Martin O’Malley Rails at Democrats for Debate Schedule ‘Rigged’ to Aid Hillary Clinton
MINNEAPOLIS – Martin O’Malley had one clear chance to make waves within the Democratic National Committee, and he seized it, delivering a fiery speech Friday that condemned his party’s leadership for what he called a process “rigged” to help Hillary Rodham Clinton — namely, curtailing the number of presidential primary debates.
Accusing party leaders of trying to keep Democratic ideas hidden as the Republican presidential candidates spew “racist hate” from their debate lecterns, Mr. O’Malley, the former Maryland governor and mayor of Baltimore, questioned the decision to hold “four debates and four debates only” before the first four states finish voting.
“This is totally unprecedented in our party’s history,” Mr. O’Malley said. “This sort of rigged process has never been attempted before. Whose decree is it exactly? Where did it come from? To what end? For what purpose? What national or party interest does this decree serve? How does this help us tell the story of the last eight years of Democratic progress?”
While Mr. O’Malley never named the party’s chairwoman, Representative Debbie Wasserman Schultz of Florida, his remarks about the debates were clearly aimed at her – and she sat looking grim throughout, barely clapping, and appeared angry when she shook his hand once he finished.
He did not name Mrs. Clinton in his speech, either, but Mr. O’Malley was asked afterward if he thought the debate schedule had been arranged for her benefit. “Yes, I think so. Don’t you?” he replied.
While Mr. O’Malley has been deeply critical of the party for weeks over the debate schedule, this was a frontal attack on the party’s leadership from its own stage. Without endorsements or many major donors, Mr. O’Malley has little to lose.
But he was giving voice to a complaint that a growing number of party committee members have been making privately. Those members, mindful that Mrs. Clinton’s standing in some polls has sagged lately, have been concerned about a process that could ultimately do the party a disservice.
But delivering such a raw speech startled Democrats at the party’s summer meeting, although it was met with cheers from the crowd.
Mr. O’Malley, a lifelong Democrat and onetime chairman of the Democratic Governors Association, seemed comfortable playing the insurgent as he took the stage.
He urged Democrats to draw a sharp contrast with the discourse among the Republican presidential candidates. “Silence and complacency in the face of hate is not an honorable option,” he said, alluding to Donald J. Trump’s divisive remarks about immigration and women. “We must stand before the American people and show them we have a better way.”
Mr.
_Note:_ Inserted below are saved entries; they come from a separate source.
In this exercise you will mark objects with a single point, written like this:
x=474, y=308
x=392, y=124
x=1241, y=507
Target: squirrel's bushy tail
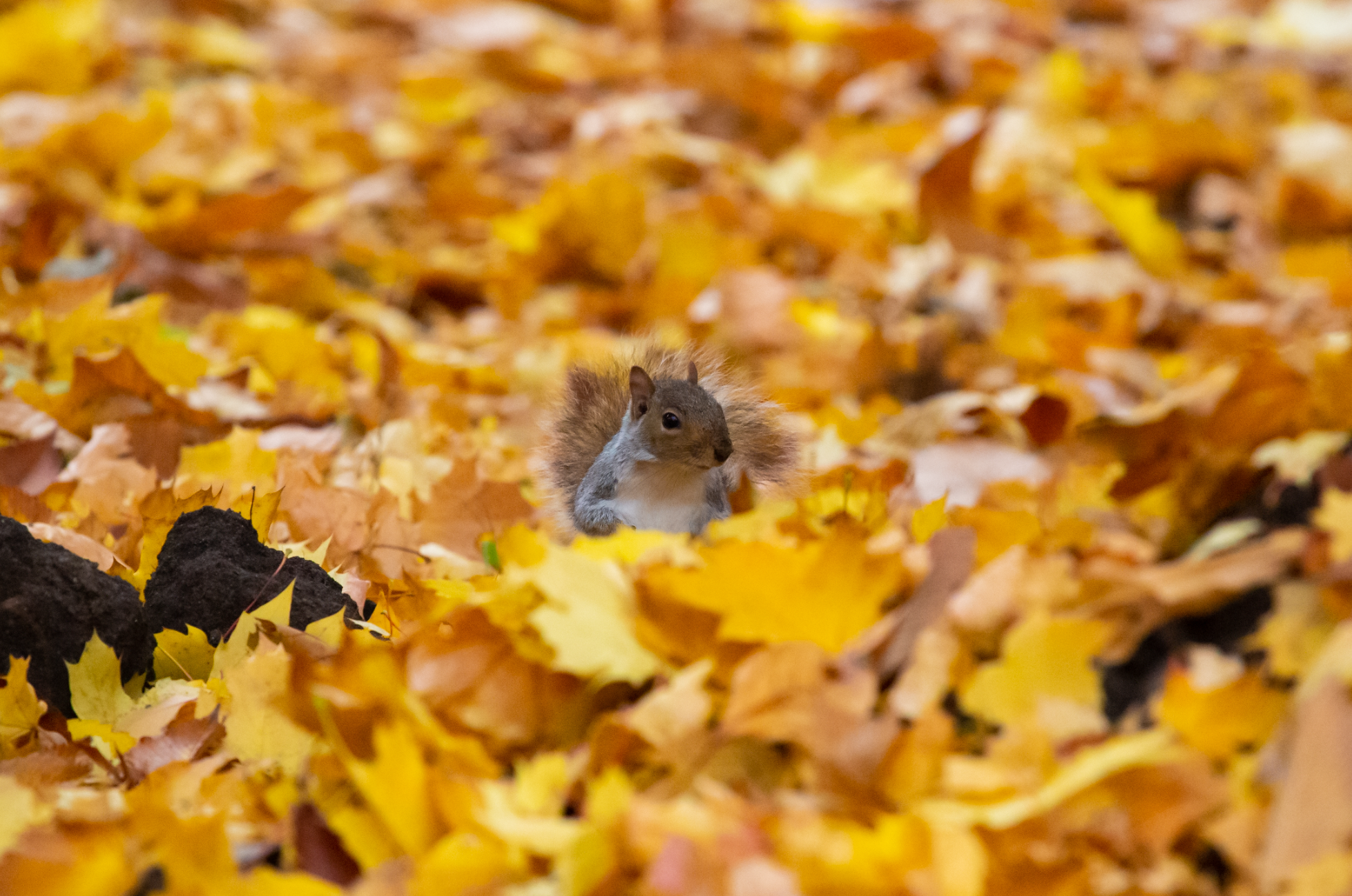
x=594, y=402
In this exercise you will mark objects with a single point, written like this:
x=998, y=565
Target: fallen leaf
x=96, y=692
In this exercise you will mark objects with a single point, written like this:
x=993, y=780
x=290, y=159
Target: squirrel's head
x=682, y=422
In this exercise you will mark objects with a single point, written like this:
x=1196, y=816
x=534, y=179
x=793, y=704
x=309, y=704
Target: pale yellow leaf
x=96, y=692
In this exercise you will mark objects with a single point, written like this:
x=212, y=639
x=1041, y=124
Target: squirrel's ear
x=640, y=391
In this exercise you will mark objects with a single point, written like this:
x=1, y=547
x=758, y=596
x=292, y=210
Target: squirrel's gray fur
x=598, y=453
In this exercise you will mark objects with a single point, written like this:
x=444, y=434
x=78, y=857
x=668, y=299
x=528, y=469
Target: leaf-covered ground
x=1058, y=293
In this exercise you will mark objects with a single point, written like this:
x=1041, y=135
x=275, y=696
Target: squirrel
x=657, y=442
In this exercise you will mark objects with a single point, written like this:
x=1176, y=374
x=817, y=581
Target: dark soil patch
x=52, y=602
x=214, y=568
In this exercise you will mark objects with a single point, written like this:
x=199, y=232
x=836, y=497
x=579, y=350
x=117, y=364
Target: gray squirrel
x=657, y=442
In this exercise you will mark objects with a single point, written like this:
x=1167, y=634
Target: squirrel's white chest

O’Malley pointed out that the New Hampshire debate, the only one to be held before that state’s primary, was set for a weekend in December, when many people will be distracted with Christmas shopping and family obligations. (“At home we would call that too cute by half,” he told reporters after his speech.)
Later, he acknowledged that he was not the only liberal candidate in the race, but trumpeted his accomplishments in Maryland, including signing a law extending in-state tuition rates to college students who are in the country illegally.
At the moment, Mr. O’Malley is polling in the low single digits in almost every public survey, and he has been fighting to gain traction as Senator Bernie Sanders, the Vermont independent, has drawn a huge following.
But Mr. O’Malley’s bold showing Friday seemed an attempt to remind party members attending the meeting that, if Mr. Sanders falters, Mr. O’Malley could be a credible alternative to Mrs. Clinton.